Altered TNSALP expression and phosphate regulation contribute to reduced mineralization in mice lacking androgen receptor.

While androgen receptor (AR)-deficient mice developed osteopenia in endochondral bones due to the high bone turnover with increased bone resorption by osteoclasts, little is known about the mechanism of intramembranous bone loss contributed by AR in osteoblasts. Here, we discovered a dramatic decrease in the area of calcification, new bone, and the number of osteocytes in calvaria from AR-deficient mice related to a reduction in mineralization caused, in part, by the diminished activity of AR-deficient osteoblasts. Enforced AR expression in differentiated osteoblasts boosts mineralization while knockdown of AR expression prevents androgen-induced mineralization. We identified the tissue-nonspecific alkaline phosphatase (TNSALP) and several members of small integrin binding ligand N-linked glycoprotein (SIBLING) gene family as androgen target genes required for AR-mediated bone formation.
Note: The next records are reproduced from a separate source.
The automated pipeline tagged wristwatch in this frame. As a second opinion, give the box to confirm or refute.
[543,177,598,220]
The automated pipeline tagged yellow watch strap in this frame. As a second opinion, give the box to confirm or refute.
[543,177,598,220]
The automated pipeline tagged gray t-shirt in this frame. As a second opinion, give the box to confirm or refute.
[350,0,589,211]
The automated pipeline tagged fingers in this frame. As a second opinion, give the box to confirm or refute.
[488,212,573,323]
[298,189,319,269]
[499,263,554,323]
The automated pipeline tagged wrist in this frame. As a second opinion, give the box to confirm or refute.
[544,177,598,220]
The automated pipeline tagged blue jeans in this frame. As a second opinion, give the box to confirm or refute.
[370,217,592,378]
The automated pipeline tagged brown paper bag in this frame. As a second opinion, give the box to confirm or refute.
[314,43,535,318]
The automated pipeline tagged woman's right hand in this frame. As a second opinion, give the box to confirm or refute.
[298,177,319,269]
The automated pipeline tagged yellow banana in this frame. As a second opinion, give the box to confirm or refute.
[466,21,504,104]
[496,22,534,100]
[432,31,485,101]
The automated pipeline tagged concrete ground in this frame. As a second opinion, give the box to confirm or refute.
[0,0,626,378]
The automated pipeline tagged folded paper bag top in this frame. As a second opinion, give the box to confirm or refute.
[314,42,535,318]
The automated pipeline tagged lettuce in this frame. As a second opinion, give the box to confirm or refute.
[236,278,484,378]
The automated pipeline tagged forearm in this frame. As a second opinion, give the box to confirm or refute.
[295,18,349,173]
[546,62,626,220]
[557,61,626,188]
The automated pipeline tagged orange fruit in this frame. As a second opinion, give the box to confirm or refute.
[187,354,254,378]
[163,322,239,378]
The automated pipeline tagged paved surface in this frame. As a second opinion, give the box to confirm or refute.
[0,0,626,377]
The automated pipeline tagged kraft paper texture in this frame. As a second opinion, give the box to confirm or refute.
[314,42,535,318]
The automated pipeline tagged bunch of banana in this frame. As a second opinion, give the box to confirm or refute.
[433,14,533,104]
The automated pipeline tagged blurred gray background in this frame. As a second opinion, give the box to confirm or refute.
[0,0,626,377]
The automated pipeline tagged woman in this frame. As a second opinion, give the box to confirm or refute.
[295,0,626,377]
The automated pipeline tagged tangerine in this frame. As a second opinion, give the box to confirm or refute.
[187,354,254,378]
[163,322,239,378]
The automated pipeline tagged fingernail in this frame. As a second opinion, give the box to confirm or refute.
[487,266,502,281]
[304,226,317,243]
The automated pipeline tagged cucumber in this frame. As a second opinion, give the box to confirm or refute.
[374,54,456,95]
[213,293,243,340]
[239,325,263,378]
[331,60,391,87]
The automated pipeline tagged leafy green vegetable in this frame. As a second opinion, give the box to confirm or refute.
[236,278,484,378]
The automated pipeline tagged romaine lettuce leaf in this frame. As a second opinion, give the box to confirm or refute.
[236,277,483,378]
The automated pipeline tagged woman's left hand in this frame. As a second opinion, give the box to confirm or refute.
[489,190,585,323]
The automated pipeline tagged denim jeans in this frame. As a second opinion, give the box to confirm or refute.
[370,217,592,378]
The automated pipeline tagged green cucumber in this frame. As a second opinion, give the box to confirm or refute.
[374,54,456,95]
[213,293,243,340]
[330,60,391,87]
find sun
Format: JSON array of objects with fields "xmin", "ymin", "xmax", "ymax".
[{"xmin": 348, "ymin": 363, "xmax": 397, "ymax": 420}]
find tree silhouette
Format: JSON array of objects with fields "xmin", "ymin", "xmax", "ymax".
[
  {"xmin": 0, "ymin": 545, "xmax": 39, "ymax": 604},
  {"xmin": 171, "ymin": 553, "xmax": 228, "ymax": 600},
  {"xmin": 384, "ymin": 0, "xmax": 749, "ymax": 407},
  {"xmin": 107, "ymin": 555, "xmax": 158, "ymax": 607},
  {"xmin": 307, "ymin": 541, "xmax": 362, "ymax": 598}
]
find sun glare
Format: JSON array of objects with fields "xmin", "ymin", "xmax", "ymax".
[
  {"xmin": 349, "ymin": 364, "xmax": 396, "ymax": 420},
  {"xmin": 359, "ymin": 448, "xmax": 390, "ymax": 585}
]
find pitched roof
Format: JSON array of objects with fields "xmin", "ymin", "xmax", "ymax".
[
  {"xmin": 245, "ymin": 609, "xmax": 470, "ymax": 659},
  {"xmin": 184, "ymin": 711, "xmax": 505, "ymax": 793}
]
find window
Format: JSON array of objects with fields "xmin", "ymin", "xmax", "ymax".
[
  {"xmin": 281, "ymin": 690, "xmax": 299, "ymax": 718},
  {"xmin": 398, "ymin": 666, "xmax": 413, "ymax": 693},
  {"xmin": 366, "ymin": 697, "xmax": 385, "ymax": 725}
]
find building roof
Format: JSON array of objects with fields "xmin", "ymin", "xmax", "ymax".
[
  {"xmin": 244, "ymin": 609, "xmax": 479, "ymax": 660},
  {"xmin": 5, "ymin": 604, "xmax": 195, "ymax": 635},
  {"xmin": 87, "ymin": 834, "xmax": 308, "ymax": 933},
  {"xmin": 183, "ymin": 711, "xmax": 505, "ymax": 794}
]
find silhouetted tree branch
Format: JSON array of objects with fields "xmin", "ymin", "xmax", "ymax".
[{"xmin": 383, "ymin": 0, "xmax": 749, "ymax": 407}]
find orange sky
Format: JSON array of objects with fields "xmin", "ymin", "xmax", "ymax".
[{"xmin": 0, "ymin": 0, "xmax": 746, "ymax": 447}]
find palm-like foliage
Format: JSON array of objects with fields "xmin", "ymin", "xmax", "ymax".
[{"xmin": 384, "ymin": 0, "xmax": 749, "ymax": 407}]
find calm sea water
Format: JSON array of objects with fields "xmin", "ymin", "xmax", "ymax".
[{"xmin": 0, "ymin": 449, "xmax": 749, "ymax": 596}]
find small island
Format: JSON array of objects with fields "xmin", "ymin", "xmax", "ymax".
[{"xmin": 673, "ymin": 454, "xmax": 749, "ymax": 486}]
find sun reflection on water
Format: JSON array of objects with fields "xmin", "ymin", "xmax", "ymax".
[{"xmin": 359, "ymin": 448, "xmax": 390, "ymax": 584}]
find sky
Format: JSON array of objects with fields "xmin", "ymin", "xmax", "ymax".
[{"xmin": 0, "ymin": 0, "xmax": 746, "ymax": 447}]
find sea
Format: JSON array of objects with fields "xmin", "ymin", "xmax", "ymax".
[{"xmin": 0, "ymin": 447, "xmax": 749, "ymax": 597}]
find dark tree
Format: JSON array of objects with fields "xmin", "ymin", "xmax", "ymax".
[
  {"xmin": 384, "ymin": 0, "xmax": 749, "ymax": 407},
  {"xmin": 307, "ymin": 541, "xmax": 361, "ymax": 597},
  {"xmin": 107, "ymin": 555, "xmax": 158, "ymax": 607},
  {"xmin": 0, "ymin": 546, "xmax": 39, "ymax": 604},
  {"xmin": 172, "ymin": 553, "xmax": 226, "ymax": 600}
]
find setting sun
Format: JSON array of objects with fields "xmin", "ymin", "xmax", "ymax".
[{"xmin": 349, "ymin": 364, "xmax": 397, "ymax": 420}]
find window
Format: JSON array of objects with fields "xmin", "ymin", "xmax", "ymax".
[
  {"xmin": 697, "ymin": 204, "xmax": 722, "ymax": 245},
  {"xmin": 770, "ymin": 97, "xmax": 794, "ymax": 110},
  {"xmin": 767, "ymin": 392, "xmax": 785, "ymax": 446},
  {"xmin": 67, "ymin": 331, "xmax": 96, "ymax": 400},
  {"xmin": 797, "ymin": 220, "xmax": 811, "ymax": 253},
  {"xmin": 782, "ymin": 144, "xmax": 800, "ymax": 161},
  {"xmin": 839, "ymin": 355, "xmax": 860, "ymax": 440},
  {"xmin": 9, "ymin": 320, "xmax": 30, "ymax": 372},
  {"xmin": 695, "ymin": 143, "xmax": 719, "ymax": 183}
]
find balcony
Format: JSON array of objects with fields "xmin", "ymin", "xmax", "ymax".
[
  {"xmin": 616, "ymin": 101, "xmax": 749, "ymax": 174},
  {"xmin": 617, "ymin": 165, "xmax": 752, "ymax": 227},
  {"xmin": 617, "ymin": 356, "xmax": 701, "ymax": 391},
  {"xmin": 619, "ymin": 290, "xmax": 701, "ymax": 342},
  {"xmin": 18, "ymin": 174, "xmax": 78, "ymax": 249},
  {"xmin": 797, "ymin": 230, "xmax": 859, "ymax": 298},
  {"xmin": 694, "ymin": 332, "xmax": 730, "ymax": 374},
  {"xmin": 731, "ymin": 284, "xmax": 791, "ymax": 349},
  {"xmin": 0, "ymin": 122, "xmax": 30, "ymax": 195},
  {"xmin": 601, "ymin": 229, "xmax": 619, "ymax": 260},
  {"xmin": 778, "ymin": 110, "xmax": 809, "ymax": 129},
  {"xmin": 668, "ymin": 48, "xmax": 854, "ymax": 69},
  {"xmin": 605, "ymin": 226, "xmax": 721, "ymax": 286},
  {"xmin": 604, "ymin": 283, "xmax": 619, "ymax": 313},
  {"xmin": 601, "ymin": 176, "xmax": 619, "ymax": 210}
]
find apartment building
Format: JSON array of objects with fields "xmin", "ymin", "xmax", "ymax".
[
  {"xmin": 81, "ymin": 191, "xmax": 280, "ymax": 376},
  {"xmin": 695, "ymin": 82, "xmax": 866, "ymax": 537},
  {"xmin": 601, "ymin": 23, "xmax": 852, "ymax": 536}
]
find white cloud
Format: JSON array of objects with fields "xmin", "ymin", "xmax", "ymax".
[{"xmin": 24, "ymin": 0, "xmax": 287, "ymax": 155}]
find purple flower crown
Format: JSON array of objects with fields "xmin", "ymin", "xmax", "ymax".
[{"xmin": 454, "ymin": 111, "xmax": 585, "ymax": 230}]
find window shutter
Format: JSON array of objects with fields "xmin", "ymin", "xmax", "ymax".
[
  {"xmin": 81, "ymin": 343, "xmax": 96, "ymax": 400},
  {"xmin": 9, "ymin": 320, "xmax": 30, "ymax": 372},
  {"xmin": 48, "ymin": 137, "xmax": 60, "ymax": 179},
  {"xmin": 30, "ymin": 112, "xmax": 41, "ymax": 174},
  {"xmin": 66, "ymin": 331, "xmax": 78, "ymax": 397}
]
We show that inorganic phosphate (P(i)) levels and TNSALP activity increased in response to androgen/AR and P(i) signals increase the expression and translocation of AR. The ectopic expression of TNSALP or P(i) partially rescued the bone loss due to AR deficiency. Thus, androgen/AR signaling plays an essential role in bone formation by coordinating the expression of genes associated with phosphate regulation.